Question

In: Finance

(Calculating NPV,​ PI, and​ IRR) ​Fijisawa, Inc. is considering a major expansion of its product line...

(Calculating NPV,​ PI, and​ IRR) ​Fijisawa, Inc. is considering a major expansion of its product line and has estimated the following cash flows associated with such an expansion. The initial outlay would be ​$10,800,000​, and the project would generate cash flows of ​$1,250,000 per year for 20 years. The appropriate discount rate is 9.0 percent.

a. Calculate the NPV.

b. Calculate the PI.

c. Calculate the IRR.

d. Should this project be​ accepted? Why or why​ not?

Solutions

Expert Solution

  • Press the CF button.
  • CF0= -$10,800,000.
  • Cash flow for each year should be entered.
  • Press Enter and down arrow after inputting each cash flow.
  • After entering the last cash flow cash flow, press the NPV button and enter the interest rate of 9%.
  • Press enter after that. Press the down arrow and CPT buttons to get the net present value.
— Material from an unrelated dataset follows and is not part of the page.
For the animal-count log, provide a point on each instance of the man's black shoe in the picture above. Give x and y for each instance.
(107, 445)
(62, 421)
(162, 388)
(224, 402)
The present value of investment is $610,682.09.

b.Profitability Index= PV of future cash flows/Initial investment

                                       = $610,682.09/ $10,800,000 = 0.0565.

c. The question is calculated using a financial calculator by inputting the below:

  • Press the CF button.
  • CF0= -$10,800,000.
  • Cash flow for each year is entered.
  • Press Enter and down arrow after inputting each cash flow.
  • After entering the last cash flow, press the IRR button to get the IRR of the project.

The IRR is 9.79%.

d.The project should be accepted since it has a positive net present value.